北大東レーダーは「基地」 通信局舎や火薬庫も整備 防衛省が住民説明会


この記事を書いた人 琉球新報社
自衛隊の移動式警戒管制レーダーの配備に関する説明会に参加する住民ら=20日午後6時半、北大東村の村人材交流センター

 【北大東】北大東村への航空自衛隊の移動式警戒管制レーダー配備について、防衛省は20日夜、住民向け説明会を同村中野の村人材交流センターで開催し、島の北東部と南部の村内2カ所をレーダー部隊の基地の候補地として検討していることを明らかにした。資料に基地と記載し、隊庁舎地区と管制レーダーなどを配備する監視地区2カ所を主要基地となる北東部に整備、南部に地上電波測定装置などを配置する監視地区を整備する計画を明らかにした。

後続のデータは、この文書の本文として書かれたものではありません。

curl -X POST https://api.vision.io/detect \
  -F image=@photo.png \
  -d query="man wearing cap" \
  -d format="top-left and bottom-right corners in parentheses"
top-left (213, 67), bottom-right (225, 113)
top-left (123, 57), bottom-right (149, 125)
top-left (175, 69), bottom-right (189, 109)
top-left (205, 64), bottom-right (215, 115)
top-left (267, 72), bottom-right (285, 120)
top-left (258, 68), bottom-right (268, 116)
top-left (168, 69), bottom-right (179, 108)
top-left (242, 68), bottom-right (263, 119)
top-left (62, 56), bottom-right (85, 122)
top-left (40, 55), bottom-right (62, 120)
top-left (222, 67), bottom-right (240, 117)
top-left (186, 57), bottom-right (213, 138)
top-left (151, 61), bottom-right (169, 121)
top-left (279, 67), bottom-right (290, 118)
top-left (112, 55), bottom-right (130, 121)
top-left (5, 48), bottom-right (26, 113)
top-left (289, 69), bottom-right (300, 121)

 説明によると、施設規模は北東部と南部の村有地計約8ヘクタール。北東部の隊庁舎地区には、事務を行う庁舎や居住のための隊舎、体育館のほか、火薬庫を整備する。監視地区は隊庁舎地区を挟んで2カ所に分かれ、移動式警戒管制レーダーのほか、戦術データ交換システム、通信局舎、鉄塔などを設置する。

 南部は地上電波測定装置を配備、通信局舎や鉄塔を設置する。

 南西航空方面隊から30人程度の駐留を予定。基地内の隊舎や外の宿舎に居住する。基地の外で必要となる宿舎は今後、検討していく。

 説明会には沖縄防衛局の森広芳光企画部長らが出席した。北大東村の宮城光正村長は、村民用の席に座った。

 防衛省は「太平洋に進出する周辺国の航空機などへの警戒監視は喫緊の課題だ。太平洋側に隙のない警戒監視、情報収集態勢を構築するため、北大東島へのレーダー配備をしたい」と説明した。

 希少動植物への配慮や使用される電波についての説明もあった。携帯電話などの電波と同じ周波数帯として「細胞を直接傷付ける可能性がある電磁波ではない」とした。

 住民からは「配備により標的にされるのではないか」という懸念の声があった。また「住民への説明が遅い」などと、これまで説明会がなかったことへの批判があった。